I'm starting to think that also.
I was being stupid saying that the air force might have been present because then they'd know where the plane is.
A lot of this isn't adding up though.
To answer your question about visibility of the aircraft to tracking systems (and excluding military-capable ground, sea and satellite systems), it's on the previous page
The thing with radar contact / vhf sight is that you can go to low altitude to evade that and therefore become 'invisible'. However, the plane is unlikely to have exceeded 2,500f/min descent and would have taken nearly 15 mins to achieve the required altitude.
Whatever altitude it was at the telemetry transmissions (via SATCOM, line-of-sight-to-ground not required) should have continued. They didn't, the logical conclusion seems to be that they were deliberately terminated (unlikely but not impossible) or that the aircraft was suddenly destroyed.
Since I wrote that I'm starting to wonder how many of the auto transmissions
were made and how complete the public information is. If it
isn't complete then I'm sure that's for a very good reason.
One theory on Reuters and AP is that one of the passengers may have taken a large insurance policy or similar.

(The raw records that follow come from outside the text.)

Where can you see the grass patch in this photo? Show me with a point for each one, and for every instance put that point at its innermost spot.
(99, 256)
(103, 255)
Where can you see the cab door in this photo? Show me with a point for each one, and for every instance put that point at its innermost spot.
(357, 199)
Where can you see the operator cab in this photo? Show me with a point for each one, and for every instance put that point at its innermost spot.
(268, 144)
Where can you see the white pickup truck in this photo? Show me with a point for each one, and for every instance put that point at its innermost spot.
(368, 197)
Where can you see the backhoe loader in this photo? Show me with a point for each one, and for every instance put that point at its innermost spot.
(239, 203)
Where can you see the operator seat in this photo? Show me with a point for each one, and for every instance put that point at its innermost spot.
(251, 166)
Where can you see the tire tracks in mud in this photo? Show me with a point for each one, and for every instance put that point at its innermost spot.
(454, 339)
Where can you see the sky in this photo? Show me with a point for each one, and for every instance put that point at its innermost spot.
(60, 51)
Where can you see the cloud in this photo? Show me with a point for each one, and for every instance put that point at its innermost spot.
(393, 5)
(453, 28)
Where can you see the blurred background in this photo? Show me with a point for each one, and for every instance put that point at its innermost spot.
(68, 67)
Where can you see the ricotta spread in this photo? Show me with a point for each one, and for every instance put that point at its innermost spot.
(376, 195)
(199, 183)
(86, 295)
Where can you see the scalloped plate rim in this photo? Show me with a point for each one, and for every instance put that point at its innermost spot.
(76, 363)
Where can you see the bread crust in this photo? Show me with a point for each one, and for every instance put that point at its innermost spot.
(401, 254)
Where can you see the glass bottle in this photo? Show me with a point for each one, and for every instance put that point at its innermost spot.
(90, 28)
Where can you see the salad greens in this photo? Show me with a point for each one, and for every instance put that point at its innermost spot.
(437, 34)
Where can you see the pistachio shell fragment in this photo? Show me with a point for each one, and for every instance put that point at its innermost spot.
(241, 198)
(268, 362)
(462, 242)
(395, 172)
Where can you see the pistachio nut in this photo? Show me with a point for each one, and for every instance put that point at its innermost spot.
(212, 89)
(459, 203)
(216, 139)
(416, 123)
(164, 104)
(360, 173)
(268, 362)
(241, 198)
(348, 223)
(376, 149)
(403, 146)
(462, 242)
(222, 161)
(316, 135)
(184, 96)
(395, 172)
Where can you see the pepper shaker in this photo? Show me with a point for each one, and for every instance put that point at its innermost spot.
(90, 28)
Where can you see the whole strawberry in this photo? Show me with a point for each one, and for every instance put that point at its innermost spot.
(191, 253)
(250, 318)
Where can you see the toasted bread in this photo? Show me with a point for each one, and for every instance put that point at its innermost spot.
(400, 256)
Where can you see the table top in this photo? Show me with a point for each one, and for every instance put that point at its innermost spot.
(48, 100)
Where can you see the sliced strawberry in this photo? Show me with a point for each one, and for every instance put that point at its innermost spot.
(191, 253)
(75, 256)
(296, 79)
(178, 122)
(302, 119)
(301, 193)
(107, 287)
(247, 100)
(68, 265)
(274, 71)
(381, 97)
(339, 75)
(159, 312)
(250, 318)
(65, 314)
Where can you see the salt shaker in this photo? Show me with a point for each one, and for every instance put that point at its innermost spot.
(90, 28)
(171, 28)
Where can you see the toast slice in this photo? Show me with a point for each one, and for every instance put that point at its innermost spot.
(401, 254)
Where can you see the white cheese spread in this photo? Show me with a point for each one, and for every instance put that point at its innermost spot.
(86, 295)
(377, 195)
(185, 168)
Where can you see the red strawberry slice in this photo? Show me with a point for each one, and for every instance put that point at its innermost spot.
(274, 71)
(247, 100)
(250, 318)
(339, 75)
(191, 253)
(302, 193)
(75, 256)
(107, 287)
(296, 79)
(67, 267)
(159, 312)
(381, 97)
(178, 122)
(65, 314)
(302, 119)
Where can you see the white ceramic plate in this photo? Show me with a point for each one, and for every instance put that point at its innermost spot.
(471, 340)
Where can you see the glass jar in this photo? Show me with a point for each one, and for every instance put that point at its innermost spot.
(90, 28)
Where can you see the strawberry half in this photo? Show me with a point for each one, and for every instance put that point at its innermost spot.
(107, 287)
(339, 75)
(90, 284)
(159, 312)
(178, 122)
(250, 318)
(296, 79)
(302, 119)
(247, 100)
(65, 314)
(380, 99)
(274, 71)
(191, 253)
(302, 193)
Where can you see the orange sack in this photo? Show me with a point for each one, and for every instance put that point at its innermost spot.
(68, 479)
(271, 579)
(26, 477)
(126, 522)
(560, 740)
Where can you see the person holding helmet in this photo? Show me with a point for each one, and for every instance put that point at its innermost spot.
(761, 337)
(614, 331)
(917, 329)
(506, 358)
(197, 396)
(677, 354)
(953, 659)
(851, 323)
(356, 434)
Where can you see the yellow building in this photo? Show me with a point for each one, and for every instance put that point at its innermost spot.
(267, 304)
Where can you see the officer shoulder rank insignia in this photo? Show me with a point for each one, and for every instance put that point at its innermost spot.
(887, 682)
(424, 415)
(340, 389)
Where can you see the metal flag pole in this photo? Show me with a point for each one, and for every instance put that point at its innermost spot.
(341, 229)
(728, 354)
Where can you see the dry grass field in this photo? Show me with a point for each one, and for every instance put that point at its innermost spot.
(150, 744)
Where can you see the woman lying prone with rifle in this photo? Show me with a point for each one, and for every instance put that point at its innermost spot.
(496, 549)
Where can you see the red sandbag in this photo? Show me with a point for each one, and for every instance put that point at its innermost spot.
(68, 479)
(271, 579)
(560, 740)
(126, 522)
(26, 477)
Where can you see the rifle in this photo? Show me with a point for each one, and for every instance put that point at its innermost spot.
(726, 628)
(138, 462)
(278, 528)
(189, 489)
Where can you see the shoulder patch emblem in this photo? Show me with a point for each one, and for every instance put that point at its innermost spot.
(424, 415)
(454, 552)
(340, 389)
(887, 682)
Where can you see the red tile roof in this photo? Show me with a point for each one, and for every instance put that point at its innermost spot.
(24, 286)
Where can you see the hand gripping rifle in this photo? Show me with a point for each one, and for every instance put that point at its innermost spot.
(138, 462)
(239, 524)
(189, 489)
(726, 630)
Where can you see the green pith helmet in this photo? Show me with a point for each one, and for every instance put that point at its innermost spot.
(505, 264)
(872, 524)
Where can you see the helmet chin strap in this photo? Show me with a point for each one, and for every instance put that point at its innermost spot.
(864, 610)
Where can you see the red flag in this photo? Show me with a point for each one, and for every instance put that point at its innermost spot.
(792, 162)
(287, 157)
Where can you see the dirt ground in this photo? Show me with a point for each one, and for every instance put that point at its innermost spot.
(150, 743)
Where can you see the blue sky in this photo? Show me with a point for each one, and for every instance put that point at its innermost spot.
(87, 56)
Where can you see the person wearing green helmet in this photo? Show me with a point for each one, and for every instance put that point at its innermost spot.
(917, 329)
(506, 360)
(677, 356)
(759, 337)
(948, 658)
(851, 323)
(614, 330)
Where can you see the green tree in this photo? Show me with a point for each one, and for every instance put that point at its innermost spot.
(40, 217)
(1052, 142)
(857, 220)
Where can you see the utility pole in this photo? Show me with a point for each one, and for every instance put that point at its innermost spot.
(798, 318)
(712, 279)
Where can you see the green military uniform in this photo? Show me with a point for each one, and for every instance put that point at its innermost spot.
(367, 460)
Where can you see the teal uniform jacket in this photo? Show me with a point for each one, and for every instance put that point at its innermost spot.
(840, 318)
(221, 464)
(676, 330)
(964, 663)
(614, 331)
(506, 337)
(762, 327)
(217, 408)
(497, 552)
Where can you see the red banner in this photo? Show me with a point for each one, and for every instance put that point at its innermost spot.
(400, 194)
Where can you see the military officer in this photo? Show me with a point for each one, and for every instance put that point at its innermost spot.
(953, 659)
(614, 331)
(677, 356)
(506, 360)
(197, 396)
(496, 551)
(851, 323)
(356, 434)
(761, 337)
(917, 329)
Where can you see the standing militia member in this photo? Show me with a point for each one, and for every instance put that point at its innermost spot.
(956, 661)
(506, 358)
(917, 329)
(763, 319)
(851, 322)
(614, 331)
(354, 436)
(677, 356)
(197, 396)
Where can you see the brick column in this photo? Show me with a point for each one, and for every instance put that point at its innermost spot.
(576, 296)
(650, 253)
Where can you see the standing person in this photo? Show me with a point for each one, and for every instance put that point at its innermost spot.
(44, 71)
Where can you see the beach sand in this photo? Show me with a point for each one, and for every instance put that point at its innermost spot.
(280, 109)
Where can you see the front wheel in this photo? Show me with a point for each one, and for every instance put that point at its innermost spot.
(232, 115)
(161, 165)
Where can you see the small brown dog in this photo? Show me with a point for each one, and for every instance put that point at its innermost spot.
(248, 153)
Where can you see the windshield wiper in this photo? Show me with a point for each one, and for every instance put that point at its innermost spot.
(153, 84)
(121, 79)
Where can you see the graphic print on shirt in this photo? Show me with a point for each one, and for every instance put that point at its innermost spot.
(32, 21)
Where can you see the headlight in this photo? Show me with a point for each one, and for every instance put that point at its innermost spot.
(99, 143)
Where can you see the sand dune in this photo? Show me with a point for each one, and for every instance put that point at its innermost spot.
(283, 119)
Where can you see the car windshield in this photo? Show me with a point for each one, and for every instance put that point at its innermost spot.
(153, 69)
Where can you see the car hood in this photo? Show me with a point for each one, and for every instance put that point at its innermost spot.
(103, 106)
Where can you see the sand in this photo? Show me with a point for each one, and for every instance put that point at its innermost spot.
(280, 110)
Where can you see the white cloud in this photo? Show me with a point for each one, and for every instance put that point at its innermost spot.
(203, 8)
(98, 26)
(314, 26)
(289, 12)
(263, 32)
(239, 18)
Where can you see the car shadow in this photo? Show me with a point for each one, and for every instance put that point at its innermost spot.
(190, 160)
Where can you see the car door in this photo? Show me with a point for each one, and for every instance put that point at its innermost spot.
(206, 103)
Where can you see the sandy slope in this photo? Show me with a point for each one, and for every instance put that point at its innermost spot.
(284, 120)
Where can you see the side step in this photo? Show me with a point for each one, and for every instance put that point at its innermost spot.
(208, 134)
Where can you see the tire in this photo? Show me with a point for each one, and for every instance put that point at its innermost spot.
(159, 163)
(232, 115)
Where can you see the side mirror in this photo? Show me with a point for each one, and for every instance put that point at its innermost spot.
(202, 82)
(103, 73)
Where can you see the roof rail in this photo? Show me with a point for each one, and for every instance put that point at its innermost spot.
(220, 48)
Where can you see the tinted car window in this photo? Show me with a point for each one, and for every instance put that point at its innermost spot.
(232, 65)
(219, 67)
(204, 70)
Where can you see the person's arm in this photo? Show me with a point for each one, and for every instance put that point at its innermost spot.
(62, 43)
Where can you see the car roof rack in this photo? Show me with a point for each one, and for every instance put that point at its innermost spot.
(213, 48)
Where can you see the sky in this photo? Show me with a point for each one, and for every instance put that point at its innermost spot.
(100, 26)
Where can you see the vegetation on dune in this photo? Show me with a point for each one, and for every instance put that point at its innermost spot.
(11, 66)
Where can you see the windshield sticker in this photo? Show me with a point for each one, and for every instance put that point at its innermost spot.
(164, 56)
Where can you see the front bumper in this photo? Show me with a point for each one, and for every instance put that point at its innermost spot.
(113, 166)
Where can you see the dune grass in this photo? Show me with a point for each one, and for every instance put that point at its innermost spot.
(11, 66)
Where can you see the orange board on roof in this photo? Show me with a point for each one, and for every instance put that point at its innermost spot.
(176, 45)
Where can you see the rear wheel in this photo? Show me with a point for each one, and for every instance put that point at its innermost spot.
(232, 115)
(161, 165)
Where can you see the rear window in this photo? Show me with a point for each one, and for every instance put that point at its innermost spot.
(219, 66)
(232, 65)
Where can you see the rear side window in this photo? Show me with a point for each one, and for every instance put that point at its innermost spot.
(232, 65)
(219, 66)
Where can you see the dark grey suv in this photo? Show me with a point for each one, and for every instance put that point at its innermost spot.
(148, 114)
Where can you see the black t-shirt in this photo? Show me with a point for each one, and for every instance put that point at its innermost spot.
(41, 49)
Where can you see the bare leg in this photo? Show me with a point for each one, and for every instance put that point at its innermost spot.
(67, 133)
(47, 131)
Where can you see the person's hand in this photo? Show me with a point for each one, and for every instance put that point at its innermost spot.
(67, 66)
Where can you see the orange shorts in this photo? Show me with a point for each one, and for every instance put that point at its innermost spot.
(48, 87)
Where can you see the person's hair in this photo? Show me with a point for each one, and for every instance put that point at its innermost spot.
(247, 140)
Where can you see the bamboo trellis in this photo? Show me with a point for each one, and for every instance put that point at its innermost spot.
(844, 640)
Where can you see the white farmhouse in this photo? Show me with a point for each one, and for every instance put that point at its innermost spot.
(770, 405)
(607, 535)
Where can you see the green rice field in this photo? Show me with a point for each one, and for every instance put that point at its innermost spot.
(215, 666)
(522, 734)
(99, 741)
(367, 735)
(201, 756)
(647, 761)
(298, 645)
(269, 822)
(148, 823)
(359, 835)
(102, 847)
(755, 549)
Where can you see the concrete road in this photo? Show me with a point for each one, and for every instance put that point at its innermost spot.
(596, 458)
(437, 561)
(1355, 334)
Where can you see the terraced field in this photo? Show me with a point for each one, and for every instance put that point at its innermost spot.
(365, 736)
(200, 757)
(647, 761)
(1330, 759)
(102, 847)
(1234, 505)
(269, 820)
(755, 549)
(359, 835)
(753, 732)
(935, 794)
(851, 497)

I immediately thought they'd taken a leaf out of this thread's book and started working through mini-series/disaster-movies looking for clues...
EDIT: It's believed it
was flying without emitting any transponder or otherwise and was spotted at around 30,000ft (5,000ft lower than its planned cruising altitude) by military radar over the straights of Malacca, about 150 miles off course.
That's not to say that it got much further than that, but this is becoming stranger and stranger.
The plane crossed back over Malaysia and headed out to sea without trying to make land or descend significantly, despite having an issue that rendered the transponder and radios inoperative. There must surely have been some human mal-intervention?